Jessica Simpson Is Well Timed, Engaged



This will end well. Us Weekly reports:
Sources confirm to UsMagazine.com that the singer, 30, became engaged to beau Eric Johnson on Thursday, just days after Us broke the news that her ex-husband, Nick Lachey, popped the question to Vanessa Minnillo, his love of nearly five years. Simpson and Lachey, 37, split in 2005, after three years of marriage.

The Texas native began dating the former NFL player in May while he was estranged from his first wife,
stylist Keri Johnson; their divorce was finalized five months later.

Though Ashlee Simpson-Wentz recently told Us that her sister "is happy, so we're all really happy," sources insist that most of Simpson's friends are concerned about Johnson's motives for dating the singer.

"Eric was never that successful in the NFL, but he's always wanted the celebrity lifestyle," a source told Us in October. "Her friends do not trust him."
I think Jessica's friends are a little too jaded, because I don't buy this "celebrity lifestyle" excuse. Her recent gigs have been this, this, this, and this.
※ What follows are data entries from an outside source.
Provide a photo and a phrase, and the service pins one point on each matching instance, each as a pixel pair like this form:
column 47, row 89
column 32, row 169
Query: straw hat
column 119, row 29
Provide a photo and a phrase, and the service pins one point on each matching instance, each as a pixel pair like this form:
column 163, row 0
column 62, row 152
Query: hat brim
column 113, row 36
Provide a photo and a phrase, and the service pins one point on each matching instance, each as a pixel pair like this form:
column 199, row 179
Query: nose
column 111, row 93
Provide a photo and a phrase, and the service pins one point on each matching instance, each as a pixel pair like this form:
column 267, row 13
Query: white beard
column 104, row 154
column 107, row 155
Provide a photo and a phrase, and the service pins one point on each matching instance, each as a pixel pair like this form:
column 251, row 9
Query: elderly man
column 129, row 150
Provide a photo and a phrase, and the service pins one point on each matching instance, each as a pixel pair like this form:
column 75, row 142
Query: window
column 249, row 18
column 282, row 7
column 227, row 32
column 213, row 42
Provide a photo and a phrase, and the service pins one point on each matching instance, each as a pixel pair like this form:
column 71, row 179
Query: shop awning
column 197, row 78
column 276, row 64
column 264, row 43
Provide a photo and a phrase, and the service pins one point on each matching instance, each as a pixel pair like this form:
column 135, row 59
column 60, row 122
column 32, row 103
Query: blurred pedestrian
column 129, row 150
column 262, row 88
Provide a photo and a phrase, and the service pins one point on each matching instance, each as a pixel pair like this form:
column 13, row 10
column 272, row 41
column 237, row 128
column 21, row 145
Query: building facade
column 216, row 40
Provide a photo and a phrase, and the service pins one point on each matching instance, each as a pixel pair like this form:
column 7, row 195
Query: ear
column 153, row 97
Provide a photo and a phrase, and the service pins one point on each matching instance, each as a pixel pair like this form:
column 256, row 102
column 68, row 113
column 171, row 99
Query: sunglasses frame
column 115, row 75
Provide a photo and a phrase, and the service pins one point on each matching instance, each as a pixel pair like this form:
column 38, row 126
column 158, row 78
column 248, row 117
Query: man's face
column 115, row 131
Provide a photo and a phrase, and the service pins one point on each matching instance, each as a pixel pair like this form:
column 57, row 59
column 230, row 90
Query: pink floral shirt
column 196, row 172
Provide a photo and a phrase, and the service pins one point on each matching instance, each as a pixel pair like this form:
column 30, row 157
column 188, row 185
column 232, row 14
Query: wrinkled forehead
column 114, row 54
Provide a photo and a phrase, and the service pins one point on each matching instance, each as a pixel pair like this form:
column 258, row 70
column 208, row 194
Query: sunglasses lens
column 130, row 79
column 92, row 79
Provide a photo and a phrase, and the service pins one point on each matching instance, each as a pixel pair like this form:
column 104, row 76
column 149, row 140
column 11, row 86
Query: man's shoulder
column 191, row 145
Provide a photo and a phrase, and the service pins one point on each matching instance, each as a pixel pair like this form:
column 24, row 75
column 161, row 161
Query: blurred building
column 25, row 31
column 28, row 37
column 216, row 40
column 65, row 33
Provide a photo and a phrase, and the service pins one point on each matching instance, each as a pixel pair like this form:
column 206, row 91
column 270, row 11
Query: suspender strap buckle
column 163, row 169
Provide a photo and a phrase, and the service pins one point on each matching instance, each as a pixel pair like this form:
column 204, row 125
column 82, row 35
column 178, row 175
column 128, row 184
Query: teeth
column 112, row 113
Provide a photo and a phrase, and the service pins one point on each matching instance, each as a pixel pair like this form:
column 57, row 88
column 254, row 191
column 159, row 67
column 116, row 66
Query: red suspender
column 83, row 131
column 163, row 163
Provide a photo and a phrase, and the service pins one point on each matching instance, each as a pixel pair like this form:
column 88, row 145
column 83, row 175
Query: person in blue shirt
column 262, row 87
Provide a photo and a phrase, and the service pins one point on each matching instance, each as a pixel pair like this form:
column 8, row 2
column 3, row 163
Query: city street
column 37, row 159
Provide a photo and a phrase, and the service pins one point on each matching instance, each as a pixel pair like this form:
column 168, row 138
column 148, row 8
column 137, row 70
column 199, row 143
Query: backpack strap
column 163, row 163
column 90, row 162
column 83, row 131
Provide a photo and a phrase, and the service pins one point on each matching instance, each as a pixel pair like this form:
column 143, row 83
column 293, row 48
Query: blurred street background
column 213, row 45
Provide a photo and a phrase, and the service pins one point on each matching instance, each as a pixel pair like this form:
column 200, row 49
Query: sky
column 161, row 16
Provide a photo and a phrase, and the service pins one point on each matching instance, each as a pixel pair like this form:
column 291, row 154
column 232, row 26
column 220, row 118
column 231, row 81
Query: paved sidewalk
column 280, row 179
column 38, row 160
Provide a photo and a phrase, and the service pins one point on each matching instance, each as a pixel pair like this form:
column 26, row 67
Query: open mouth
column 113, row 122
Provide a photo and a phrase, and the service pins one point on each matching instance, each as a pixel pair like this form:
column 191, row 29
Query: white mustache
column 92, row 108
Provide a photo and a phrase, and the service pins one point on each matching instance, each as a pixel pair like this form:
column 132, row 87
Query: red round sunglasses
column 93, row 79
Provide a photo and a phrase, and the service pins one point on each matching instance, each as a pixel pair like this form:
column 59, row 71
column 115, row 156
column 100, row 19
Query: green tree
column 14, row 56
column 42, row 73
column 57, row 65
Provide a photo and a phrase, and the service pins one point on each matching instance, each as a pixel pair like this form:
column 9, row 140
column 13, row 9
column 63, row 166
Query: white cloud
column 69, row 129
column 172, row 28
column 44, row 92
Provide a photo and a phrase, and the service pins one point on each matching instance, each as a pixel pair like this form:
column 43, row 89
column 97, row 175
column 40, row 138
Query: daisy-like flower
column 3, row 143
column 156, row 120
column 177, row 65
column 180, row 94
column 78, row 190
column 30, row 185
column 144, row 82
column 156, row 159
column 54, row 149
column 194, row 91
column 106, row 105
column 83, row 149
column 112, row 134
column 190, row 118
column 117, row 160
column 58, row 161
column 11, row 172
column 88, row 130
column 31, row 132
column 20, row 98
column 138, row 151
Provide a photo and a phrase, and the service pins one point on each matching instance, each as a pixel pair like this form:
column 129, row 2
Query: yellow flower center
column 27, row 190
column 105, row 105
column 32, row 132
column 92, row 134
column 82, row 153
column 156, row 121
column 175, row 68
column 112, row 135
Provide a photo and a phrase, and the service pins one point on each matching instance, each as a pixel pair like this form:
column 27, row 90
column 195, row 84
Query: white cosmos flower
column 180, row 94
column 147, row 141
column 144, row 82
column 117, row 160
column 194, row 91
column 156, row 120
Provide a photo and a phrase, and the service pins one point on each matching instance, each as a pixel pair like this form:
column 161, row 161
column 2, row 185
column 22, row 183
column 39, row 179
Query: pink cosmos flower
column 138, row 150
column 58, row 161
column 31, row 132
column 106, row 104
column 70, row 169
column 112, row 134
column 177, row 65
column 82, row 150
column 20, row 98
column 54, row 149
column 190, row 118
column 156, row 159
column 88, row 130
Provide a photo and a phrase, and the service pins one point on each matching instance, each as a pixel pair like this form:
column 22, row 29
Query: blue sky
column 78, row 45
Unless Eric Johnson's idea of fame is being photographed while his wife sings requiems for pet cemeteries in South Dakota, I'm pretty certain his intentions are pure.

Jessica Simpson Is Drunk With Happiness


Guys, when you find that special lady, it's always good to find out her interests and what makes her smile then do that as much as possible. That's why every picture taken of Jessica Simpson and Eric Johnson taken since they've been together is of them either entering or leaving a restaurant. Like these pictures taken outside Nobu last night. I'm not saying Jessica Simpson had too much to drink, but there's a good chance her panties might be in her to go box.